The full study can be downloaded Creative Carlow Futures (Fitzgerald, 2017; download here)

BiographyCathy Fitzgerald

Cathy Fitzgerald, PhD by Creative Practice, Visual Culture (NCAD), is a NZ artist living in Ireland since 1995. She is best known for her longterm Hollywood Forest Story eco-social art practice that was the basis of her successful PhD by Practice ‘The Ecological Turn: Living Well with Forests to articulate eco-social art practices using a Guattari ecosophy and action research framework’ (2018). This work builds audience engagement using blogging and other social media to share the experiential and aesthetic qualities, and the realworld practice of transforming a monoculture tree plantation using new-to-Ireland continuous cover forestry practices into a permanent, species-rich forest. In dialogue with leading Irish and European continuous cover foresters, policy-makers, philosophers, environmental writers, and members of her community, she communicates a new story of Ireland’s move to ecological forestry at http://www.hollywoodforest.com. In 2019, Cathy was awarded a feasibility study grant from the Carlow Enterprise Board and a Carlow Arts Office Award to develop an online course, and local seminars, on essential ecoliteracy for the arts. She is developing these courses under the name of Haumea, the name of the Earth goddess of the Pacific, www.haumea.site


“Terrestrial Matters”, Dr Iain Biggs.

Iain Biggs, Flight/Paths: (Her bones…) 2018. (98cm x 104cm)

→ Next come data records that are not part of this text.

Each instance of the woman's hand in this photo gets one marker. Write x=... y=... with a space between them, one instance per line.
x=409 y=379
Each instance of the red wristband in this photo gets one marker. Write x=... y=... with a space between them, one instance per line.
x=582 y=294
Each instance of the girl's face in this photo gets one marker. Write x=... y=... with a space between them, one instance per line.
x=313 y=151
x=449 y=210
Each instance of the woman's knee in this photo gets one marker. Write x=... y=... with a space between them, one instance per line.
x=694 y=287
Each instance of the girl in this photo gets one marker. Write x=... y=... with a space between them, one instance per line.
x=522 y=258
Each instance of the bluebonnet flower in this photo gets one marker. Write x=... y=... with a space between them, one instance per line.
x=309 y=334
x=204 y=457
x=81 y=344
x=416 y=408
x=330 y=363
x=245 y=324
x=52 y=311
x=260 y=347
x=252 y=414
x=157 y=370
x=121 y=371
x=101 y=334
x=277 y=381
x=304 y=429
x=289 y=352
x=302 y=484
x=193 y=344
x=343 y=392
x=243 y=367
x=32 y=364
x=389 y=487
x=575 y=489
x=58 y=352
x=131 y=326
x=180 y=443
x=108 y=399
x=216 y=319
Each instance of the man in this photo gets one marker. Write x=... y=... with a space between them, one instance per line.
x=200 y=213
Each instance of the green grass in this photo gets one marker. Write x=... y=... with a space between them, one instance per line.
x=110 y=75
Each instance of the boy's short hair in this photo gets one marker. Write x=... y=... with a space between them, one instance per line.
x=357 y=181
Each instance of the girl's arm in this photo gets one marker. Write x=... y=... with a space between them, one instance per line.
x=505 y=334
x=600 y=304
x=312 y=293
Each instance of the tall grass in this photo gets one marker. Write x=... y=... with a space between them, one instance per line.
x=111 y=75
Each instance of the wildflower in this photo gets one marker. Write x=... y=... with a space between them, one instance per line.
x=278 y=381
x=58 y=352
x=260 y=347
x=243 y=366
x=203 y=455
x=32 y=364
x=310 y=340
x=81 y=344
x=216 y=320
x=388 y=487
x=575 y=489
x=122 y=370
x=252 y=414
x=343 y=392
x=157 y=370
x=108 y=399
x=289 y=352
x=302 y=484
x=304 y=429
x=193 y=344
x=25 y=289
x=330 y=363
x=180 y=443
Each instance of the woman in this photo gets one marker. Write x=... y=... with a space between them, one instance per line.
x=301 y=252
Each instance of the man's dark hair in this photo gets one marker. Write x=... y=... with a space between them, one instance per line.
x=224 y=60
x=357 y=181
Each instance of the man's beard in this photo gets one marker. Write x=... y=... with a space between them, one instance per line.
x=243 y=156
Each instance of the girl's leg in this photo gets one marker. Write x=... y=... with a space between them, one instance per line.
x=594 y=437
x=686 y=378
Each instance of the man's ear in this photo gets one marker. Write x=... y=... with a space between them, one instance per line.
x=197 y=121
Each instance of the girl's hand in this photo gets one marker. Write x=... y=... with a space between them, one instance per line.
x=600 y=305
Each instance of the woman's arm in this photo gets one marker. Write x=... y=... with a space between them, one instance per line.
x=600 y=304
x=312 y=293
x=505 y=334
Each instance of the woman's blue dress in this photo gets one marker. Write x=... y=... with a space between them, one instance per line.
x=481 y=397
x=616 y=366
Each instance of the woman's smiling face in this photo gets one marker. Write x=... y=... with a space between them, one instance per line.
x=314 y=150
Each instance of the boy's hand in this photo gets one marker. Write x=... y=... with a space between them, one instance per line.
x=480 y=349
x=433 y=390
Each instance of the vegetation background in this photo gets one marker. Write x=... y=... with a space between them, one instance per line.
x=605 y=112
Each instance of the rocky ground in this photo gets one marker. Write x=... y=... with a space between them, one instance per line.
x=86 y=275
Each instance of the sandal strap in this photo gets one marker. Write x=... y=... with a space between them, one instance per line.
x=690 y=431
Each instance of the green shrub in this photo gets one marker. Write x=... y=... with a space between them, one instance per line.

Iain Biggs, Flight/Paths: (Her bones…) 2018. (98cm x 104cm)

Dr Iain Biggs works as an independent mentor, writer, artist, and researcher and is Honorary Research Fellow, University of Dundee, and Visiting Research Fellow at the Environmental Humanities Research Centre, Bath Spa University. He held an Irish Studies and Moore Institute Visiting Fellowship, NUI Galway, in 2014.


The presentation reflects a personal thinking-through of the practical implications of two recent books – Bruno Latour’s Down to Earth: Politics in the New Climate Regime (2018) and Amitav Ghosh’s The Great Derangement: Climate Change and the Unthinkable (2016) – as read by someone involved in mentoring, art and Green politics. It starts from the assumption that one of the most difficult aspects of ‘the Great Derangement’ to acknowledge and act on is its fundamental misconception about personal identity. Consequently, the presentation references various mycelial entanglements involving multi-tasking, connectivities and interdependence to sketch out a view of creative work not predicated on possessive individualism. Taking up Joseph Beuys’ claim that: ‘education is always more important than art’, it proposes an understanding of ecologically-responsive art work as a mutual, dialogical process, predicated on the capacity to listen and leading to what Mary Watkins’ calls ‘mutual accompaniment’. I will refer to projects by Christine Baeumler, Simon Read, Luci Gorell Barnes, Natalie Boulton, and others who have developed ‘ensemble practices’ appropriate to facing ‘wicked problems’ in the Terrestrial here-and-now.

Biography – Dr Iain Biggs

Iain works as an independent mentor, writer, artist, and researcher. He was formally Director of the PLaCE Research Centre, University of the West of England, Bristol, and is currently Visiting Research Fellow at the Environmental Humanities Research Centre at Bath Spa University and Honorary Research Fellow at the University of Dundee. He helps co-coordinate three creative research networks and supervises and examines arts practice-led doctoral students in the UK and Ireland, having worked intermittently with Irish artists and academics since 1999. He has undertaken ‘deep mapping’ projects, produced artist’s books, published on a range of academic and non-academic topics, and writes a blog. He became an RWA in 2012 and held a Moore Institute Visiting Fellowship at NUI, Galway, in 2014. He worked on the major UK Arts and Humanities Research Council Hydrocitizenship project between 2014-2017, and is currently co-authoring an academic paper on daylighting waterways and working on a chapter on ‘Ensemble Practices’ for the ecology section of Art in the Public Domain, a major survey to be published by Routledge in 2020.